Die (in der Mindesthöhe im Jahr 1983 glaubhaft gemachte) zugeflossene Jahresendprämie als Arbeitsentgelt im Sinne der §§ 14 Abs. 1 Satz 1 SGB IV, 6 Abs. 1 Satz 1 AAÜG war auch nicht nach der am 1. August 1991 maßgeblichen bundesrepublikanischen Rechtslage (Inkrafttreten des AAÜG) steuerfrei im Sinne des § 17 Abs. 1 Satz 1 Nr. 1 SGB IV in Verbindung mit § 1 ArEV (vgl. dazu ausführlich: BSG, Urteil vom 23. August 2007 - B 4 RS 4/06 R - SozR 4-8570 § 6 Nr. 4 = JURIS-Dokument, RdNr. 33-41, ebenso nunmehr: BSG, Urteil vom 15. Dezember 2016 - B 5 RS 4/16 R - SozR 4-8570 § 6 Nr. 7 = JURIS-Dokument, RdNr. 13). Es handelt sich vielmehr um gemäß § 19 Abs. 1 des Einkommensteuergesetzes (EStG) steuerpflichtige Einkünfte aus nichtselbstständiger Arbeit (Gehälter, Löhne, Gratifikationen, Tantiemen und andere Bezüge und Vorteile, die für eine Beschäftigung im öffentlichen oder privaten Dienst gewährt wurden).

 

4.

Soweit sich der Kläger in seinem Berufungsschriftsatz vom 20. August 2021 zudem auf die Rechtsprechung des erkennenden Senats zu den Jahresleistungsprämien (vgl. dazu: Sächsisches LSG, Urteil vom 22. April 2021 - L 7 R 752/20 ZV - JURIS-Dokument, RdNr. 34-87) bezieht, ist darauf hinzuweisen, dass diese im konkreten Fall nicht zur Anwendung gelangen kann, sodass sich aus diesem Hinweis des Klägers keine andere Bewertung der maßgeblichen Sach- und Rechtslage ergibt. Denn diese Rechtsprechung bezieht sich auf den Hochschulbereich, in dem der Kläger vorliegend nicht tätig war.

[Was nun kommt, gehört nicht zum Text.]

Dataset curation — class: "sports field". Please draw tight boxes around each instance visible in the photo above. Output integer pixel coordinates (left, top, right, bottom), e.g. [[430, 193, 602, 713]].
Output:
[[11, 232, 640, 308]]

Das vom Kläger in Bezug genommene Urteil des Senats betraf einen als Lektor bei der Technischen Universität A.... beschäftigten Diplomingenieur. Für den Bereich der Hochschulen der DDR galten andere Prämienregelungen als an der Akademie der Wissenschaften der DDR.

 

III.

Die Kostenentscheidung beruht auf §§ 183, 193 SGG und berücksichtigt Anlass, Verlauf und Ergebnis des Verfahrens. Das Obsiegen des Klägers im Verfahren ist lediglich geringfügig, sodass auch lediglich eine geringfügige Kostenquote zu Gunsten des Klägers gerechtfertigt ist.

 

IV.

Gründe für die Zulassung der Revision nach § 160 Abs. 2 SGG liegen nicht vor.